We zijn er klaar voor. Ons stalen karos brengt ons naar de bergrug tussen de dorpjes Heyd en Fanzel.
Cole du Rideû, de enige erkende Belgische Bergpas op 370 meter hoogte, blaakt in de zon.
We hebben geluk om na een druk weekend hier met 2 alléén te zijn..
Stilletjes, heel stilletjes om de ‘Draak’ niet wakker te maken, vatten we ons avontuur aan.
Langs brede boswegels, onder de beschutting van loof- en dennenbomen, dalen we af richting ‘Duivelsbed’. Het bladerdek kleurt plots sterk oranje…
Is het de vurige ochtendgeeuw van de ‘Duivel’? Door de grillige bladerloze takken ontwarren we het onbeslapen ‘Duivelsbed’. Is de Duivel nog op stap? Geluiden van angstige, paniekerige loeiende koeien vullen de vallei.
Voor alle zekerheid ontdoen wij ons van de wandelschoenen en lopen op kousenvoeten terug.
Een smalle kronkelende boswegel, over rotsige punten, leid ons over de slapende ‘Drakenrug’.
De bemoste rotsen en bomen brengen rust in onze geest en het woud.

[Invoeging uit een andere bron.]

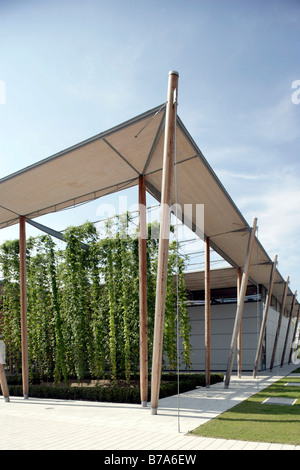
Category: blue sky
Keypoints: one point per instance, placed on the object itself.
(72, 69)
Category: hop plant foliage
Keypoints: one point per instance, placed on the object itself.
(83, 304)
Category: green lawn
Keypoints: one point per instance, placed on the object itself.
(252, 421)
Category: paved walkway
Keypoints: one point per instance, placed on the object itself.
(42, 424)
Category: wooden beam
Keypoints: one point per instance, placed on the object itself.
(284, 295)
(167, 176)
(23, 299)
(239, 347)
(207, 312)
(265, 316)
(3, 383)
(143, 291)
(288, 328)
(294, 335)
(240, 305)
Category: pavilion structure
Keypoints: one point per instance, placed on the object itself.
(155, 152)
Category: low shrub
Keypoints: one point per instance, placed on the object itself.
(112, 394)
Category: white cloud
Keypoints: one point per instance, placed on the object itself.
(277, 123)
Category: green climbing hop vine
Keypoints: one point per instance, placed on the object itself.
(83, 304)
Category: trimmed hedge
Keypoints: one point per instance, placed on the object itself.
(114, 394)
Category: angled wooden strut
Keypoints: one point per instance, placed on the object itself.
(239, 343)
(167, 176)
(143, 292)
(207, 312)
(284, 295)
(265, 316)
(240, 305)
(23, 297)
(288, 328)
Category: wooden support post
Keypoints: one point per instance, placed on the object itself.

Enkel het geritsel van afgevallen bladeren verraden onze terugtocht in het mysterieuze, feeërieke decor.
Veilig en wel bereiken we, zonder de snurkende Draak te wekken, heelhuids de top van Rideû.
Het is ons gelukt… en de Duivel doet zich bij de staart van de slapende Draak tegoed aan dagverse rumsteak.
De morgenstond heeft werkelijk goud in de mond.
Onze ochtendwandeling zit er op.
Lunchtime – innerlijke mens sterken voor de namiddagwandeling.
Op naar Wéris, samen met een plaatselijke gids Rolf, “Legendes van Dolmen en Menhirs beleven”.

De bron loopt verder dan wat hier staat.